In China, tech companies are scrambling to roll out AI-powered chatbots or products similar to ChatGPT. For example, Chinese tech giant Baidu, best known for its search engine and nationwide map services, introduced its AI chatbot on March 16 this year. In a prerecorded video presentation, Robin Li, founder of Baidu, showcased ERNIE Bot, which he said could comprehend human intentions and deliver responses approaching human level, with functions such as understanding Chinese language, writing, and performing mathematical calculations.

Alongside the benefits of ChatGPT-like AIGC technologies, challenges have also emerged related to legal compliance, copyright protection, and information management on the internet. The prestigious sci-fi magazine Clarkesworld, for example, was forced to close submissions in February this year after receiving numerous stories written or improved by ChatGPT-like programs. “There’s something ironic about AI impacting a sci-fi magazine,” said the magazine’s chief editor Neil Clarke.

In December 2022, Yu led a research team to comprehensively assess AI’s machinery gender stereotypes, and the results supported his theory that AI is not technically neutral but harbors its own values and ideology. Nearly all tested AI models were found to reinforce gender stereotypes towards males regardless of the occupations involved. GPT-2, for example, was more likely to link male pronouns to professionals like teachers and doctors, with possibility reaching 70.59 percent and 64.03 percent, respectively. Some AI models even associate male pronouns with the word “actress.” According to Yu, data imbalance shoulders a lot of the blame for the biased nature of AI models, and prioritization over prediction accuracy in the LLM development also matters.
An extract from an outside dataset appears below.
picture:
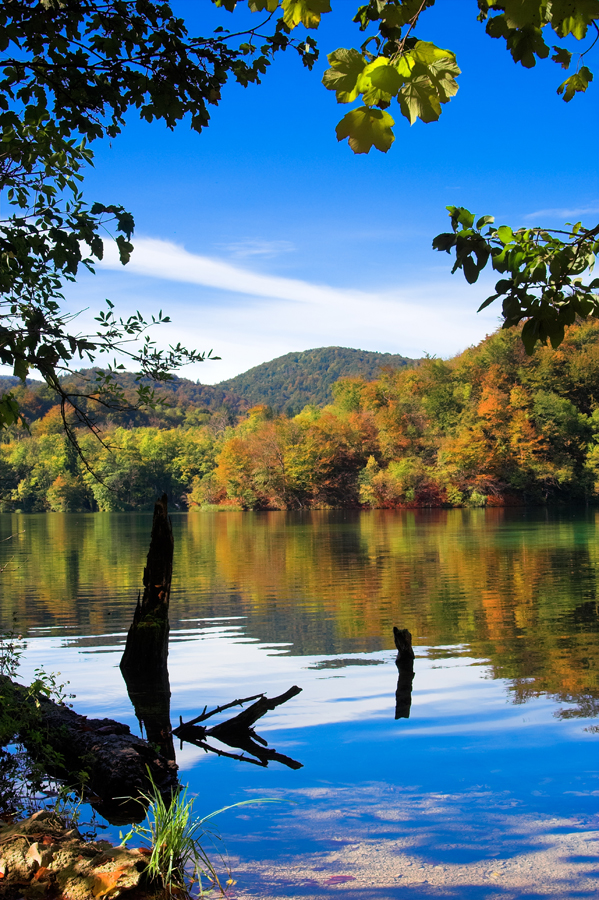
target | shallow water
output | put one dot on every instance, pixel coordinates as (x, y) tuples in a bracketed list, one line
[(502, 606)]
A screenshot demonstrating that AI’s machinery gender stereotypes are contingent to sentences. (Photo courtesy of Yu Yang)

“Accuracy-driven prediction encourages AI models to figure out the laziest way—labeling tasks by adopting correlation between gender and occupation,” Yu explained. “But correlation is not causality.” 

“These incidents highlight the dangers of biased data and algorithms in chatbots, and the potential for these technologies to aggravate gender discrimination and gender inequality in society when AI is deployed in the economy,” he added.

China was the first country to propose an eight-item principle on AI governance, which was issued in 2019 to encourage the safe, fair, and responsible use of AI. Yu called for concerted global efforts on AI governance. Specifically, he recommends creating a comprehensive legal and ethical framework to regulate AI research and commercial application, increasing transparency and providing clear and accessible information about chatbots and their monitoring via education, and drafting AI ESG (Environment, Social and Governance) reports as part of companies’ AI self-governance.

Immanuel Kant said, “Enlightenment is man’s emergence from his self-imposed nonage.” The time to act with sound AI governance is now while the risks are still manageable.